We’ve noticed a few clients and listbox/google group members asking questions about Apache Kafka recently, so we decided to take a closer look and add it to TorQ.
Apache Kafka bills itself as a ‘distributed streaming platform’ – what that seems to mean is that it is a real time messaging system with persistent storage in message logs. The distributed part of the description means it can run in a cluster which gives it scalability and fault tolerance.
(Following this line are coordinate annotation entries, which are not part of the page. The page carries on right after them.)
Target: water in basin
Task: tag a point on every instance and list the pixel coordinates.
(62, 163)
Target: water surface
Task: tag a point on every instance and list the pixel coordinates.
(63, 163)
It was developed at LinkedIn and open sourced in 2011.
The core functionality of Kafka – pub/sub messaging with persisted logs, will be familiar to most readers as the functionality offered by the kdb+ tick tickerplant. The tickerplant log allows the real time database and other consumers to replay a day’s events to recover state. An application architecture built around Kafka could dispense with a tickerplant component, and have RDBs and other real time clients query Kafka on startup for offsets, and play back the data they need. While not suitable for very low latency access to streaming data, it would carry some advantages for very high throughput applications, particularly those in the cloud:
Apache Kafka is java based, but there is a mature open source C library librdkafka which allows us to build native bindings to q via a shared library. We’re releasing this today in it’s current form, with basic pub/sub functionality from q to Kafka.
There are a few features we plan to add in the near future:
One of the reasons we’re releasing it in an Alpha state is that we’re really interested in hearing from current users of both kdb+ and Kafka, so we can get feedback on what essential features the library should have to get the most out of both technologies.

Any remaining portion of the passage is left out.